The women welcomed us not with words but with their hands. What they discovered must have been pleasing to them, and I guessed that even in our haggard state both Valis and I were handsome, for one of the older priestesses spoke to the rest and we were led in to a pool. There they stripped of their loose garments and proceeded to bathe us. Not a niche or crevice remained untouched, and of the part I found most enjoyable to have cleansed, the women used both hands and lips to full advantage.

We learned that this was the Temple of Irene, Goddess of Love and Peace, one of three gods worshipped on the island. Of the other two we did not bother ask. My friend and I were given all that our bodies craved, enthralled by the priestess’ beauty.

As agreeable as they were to look upon, sharing in their flesh erased all my prior suffering. All that mattered was partaking in the nightly orgies. The women explored every perverse action with wild abandon, indulgences of which I am now ashamed to speak. How many women succumbed to me, or I, rather, to their lustful appetites, I cannot tell. Whether they could bear children, or how they prevented it, I did not care. With time, every eye and lip, every bosom and hip and buttocks, became indistinct in the sweat, in the revelry—their names, whether they had any to begin with, unremembered. On the few occasions when I did feel remorse, I thought back on the war, saying to myself that to lay with any woman, even a stranger, was better than to slay a bogren.

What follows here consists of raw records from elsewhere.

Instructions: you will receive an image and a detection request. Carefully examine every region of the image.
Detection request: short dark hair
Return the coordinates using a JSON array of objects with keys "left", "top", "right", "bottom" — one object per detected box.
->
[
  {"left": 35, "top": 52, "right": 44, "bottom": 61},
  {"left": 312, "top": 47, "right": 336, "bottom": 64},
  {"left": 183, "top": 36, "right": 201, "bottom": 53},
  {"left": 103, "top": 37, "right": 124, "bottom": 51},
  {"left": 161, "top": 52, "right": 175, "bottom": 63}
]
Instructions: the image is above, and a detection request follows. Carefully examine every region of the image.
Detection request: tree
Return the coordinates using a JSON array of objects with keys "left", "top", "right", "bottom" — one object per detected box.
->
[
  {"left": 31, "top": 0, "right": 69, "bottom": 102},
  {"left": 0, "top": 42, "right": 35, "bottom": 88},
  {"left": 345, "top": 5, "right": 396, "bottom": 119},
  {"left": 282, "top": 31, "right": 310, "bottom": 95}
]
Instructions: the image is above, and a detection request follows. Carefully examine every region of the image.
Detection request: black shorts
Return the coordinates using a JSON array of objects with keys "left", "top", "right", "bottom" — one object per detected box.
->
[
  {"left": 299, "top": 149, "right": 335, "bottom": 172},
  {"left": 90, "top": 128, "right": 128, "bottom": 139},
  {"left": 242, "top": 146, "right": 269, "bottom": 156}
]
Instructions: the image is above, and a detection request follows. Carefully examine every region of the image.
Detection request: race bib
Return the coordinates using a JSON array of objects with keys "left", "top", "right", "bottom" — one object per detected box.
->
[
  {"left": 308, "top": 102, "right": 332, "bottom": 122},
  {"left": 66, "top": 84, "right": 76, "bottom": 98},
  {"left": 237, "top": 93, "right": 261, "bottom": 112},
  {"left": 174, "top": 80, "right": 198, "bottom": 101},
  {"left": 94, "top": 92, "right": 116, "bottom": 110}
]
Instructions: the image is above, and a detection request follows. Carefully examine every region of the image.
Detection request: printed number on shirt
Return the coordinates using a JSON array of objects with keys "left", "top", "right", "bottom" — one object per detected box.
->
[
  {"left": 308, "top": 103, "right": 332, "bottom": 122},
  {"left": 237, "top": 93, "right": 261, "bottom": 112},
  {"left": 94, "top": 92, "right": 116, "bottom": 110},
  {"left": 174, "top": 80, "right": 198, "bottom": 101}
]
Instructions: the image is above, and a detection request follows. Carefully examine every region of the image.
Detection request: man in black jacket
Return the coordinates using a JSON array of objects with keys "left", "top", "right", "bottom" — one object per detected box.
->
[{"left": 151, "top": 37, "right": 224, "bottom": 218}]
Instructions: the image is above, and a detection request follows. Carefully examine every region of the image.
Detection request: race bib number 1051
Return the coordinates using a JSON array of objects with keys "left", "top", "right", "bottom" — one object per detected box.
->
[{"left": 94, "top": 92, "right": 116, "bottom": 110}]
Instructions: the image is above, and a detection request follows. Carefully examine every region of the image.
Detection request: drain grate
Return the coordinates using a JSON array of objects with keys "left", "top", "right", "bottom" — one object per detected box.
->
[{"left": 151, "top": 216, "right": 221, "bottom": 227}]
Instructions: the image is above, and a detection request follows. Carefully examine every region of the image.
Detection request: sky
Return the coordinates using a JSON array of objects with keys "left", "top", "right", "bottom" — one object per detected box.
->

That was my slow poison. My mind and heart became slaves to my craving, and I became slothful and wretched. After a cycle had come and gone, I no longer awaited the night with zeal, but dreariness, and finally, with utter disgust. Despising myself, I longed to hold a sword in my hands, to hear the dying scream of my enemy, to feel hot blood wash over me. As for my companion, he never tired of his new life nor found fault in it, continuing into each night as if his lust could only flourish with each new act of depravity. But I drifted from the Temple of Irene to explore the others, wondering if they, too, functioned as consecrated whorehouses.

The middle temple was the most grand, dedicated to Zoë, goddess of Life, Wisdom and Balance. Though only women served within, their beauty paled in comparison to what I had grown accustomed to. But unlike those harlots who knew only to satisfy the flesh, the servants of Zoë were wise, and could discuss at length any subject whether philosophy, astronomy, or theology. By then, I could understand a little of the Aean language, and with the aid of a Zoë priestess, I learned to speak fluently.

The third temple honored Maki, goddess of War and Virtue. This is where I found my true self, and my greatest grief.